Eine vollständige Befreiung gilt in folgenden Fällen: Das Wohngebiet liegt in einer QPV-Zone oder einer FRR-Zone, es handelt sich um eine PLI-Unterkunft, oder das Einkommensüberschreiten liegt unter 20 %. Trifft einer dieser Punkte auf Sie zu, darf kein Mietaufschlag erhoben werden. Übersteigt die Gesamtbelastung aus Miete und SLS die 30-%-Schwelle des Einkommens, ist eine Kürzung von Amts wegen vorgeschrieben.
Ein Einkommensrückgang von mindestens 10 % gegenüber dem für die Berechnung herangezogenen Betrag berechtigt zu einer sofortigen Neuberechnung. Die entsprechenden Nachweise müssen dem Vermieter innerhalb von drei Monaten nach dem Ereignis vorgelegt werden – die Anpassung gilt dann ab dem Folgemonat. Dasselbe gilt bei einer Änderung der Haushaltsgröße, die den anwendbaren Einkommensplafond verändert. Zahlen Sie den mitgeteilten Aufschlag während einer laufenden Anfechtung weiter, um keinen Zahlungsrückstand zu riskieren. Bei Erfolg erstattet der Vermieter den zu viel gezahlten Betrag zurück.
Wie fechten Sie einen zu hohen Mietaufschlag an?
Beginnen Sie mit einem Einschreiben, in dem Sie den Vermieter um eine detaillierte Aufschlüsselung der Berechnung bitten – angesetzte Wohnfläche, Einkommenslimit, CDPR, SLR sowie das Einkommen aus dem vorletzten Jahr. Legen Sie Ihre Einwände genau dar: Überschreitung der 30-%-Grenze, Flächenfehler, Befreiung nach QPV/FRR/PLI, Familienwechsel oder Einkommensrückgang.
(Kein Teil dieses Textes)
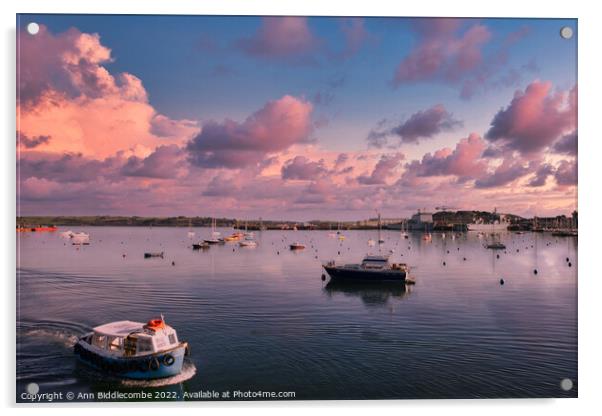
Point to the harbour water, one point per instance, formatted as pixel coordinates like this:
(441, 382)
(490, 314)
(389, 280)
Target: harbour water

Bleibt eine Korrektur aus, wenden Sie sich an die Schlichtungskommission (CDC) Ihres Departements – das Verfahren ist kostenlos und dauert in der Regel zwei Monate. Besteht der Streit weiter, ist das zuständige Zivilgericht an Ihrem Wohnort die nächste Anlaufstelle. Bei Streitwerten unter 5.000 € steht ein vereinfachtes Verfahren ohne Anwaltspflicht zur Verfügung, mit der Möglichkeit, Rückzahlung und Neuberechnung zu beantragen.
Was den Zeitplan betrifft: Die Einkommenserhebung wird im zweiten Halbjahr versandt, und Sie haben einen Monat Zeit zur Antwort. Bleibt nach einer Mahnung mit 15-tägiger Frist eine Reaktion aus, wendet der Vermieter den Höchstaufschlag zuzüglich einer Gebühr von 25 € an. Zwei aufeinanderfolgende Nichtantworten können zur Kündigung des Mietverhältnisses führen. Antworten Sie deshalb in jedem Fall – und lassen Sie fehlerhafte Beträge im Anschluss korrigieren. Der wirksamste Schutz für Ihr Budget: die 30-%-Quote regelmäßig selbst nachrechnen und bei Überschreitung sofort melden.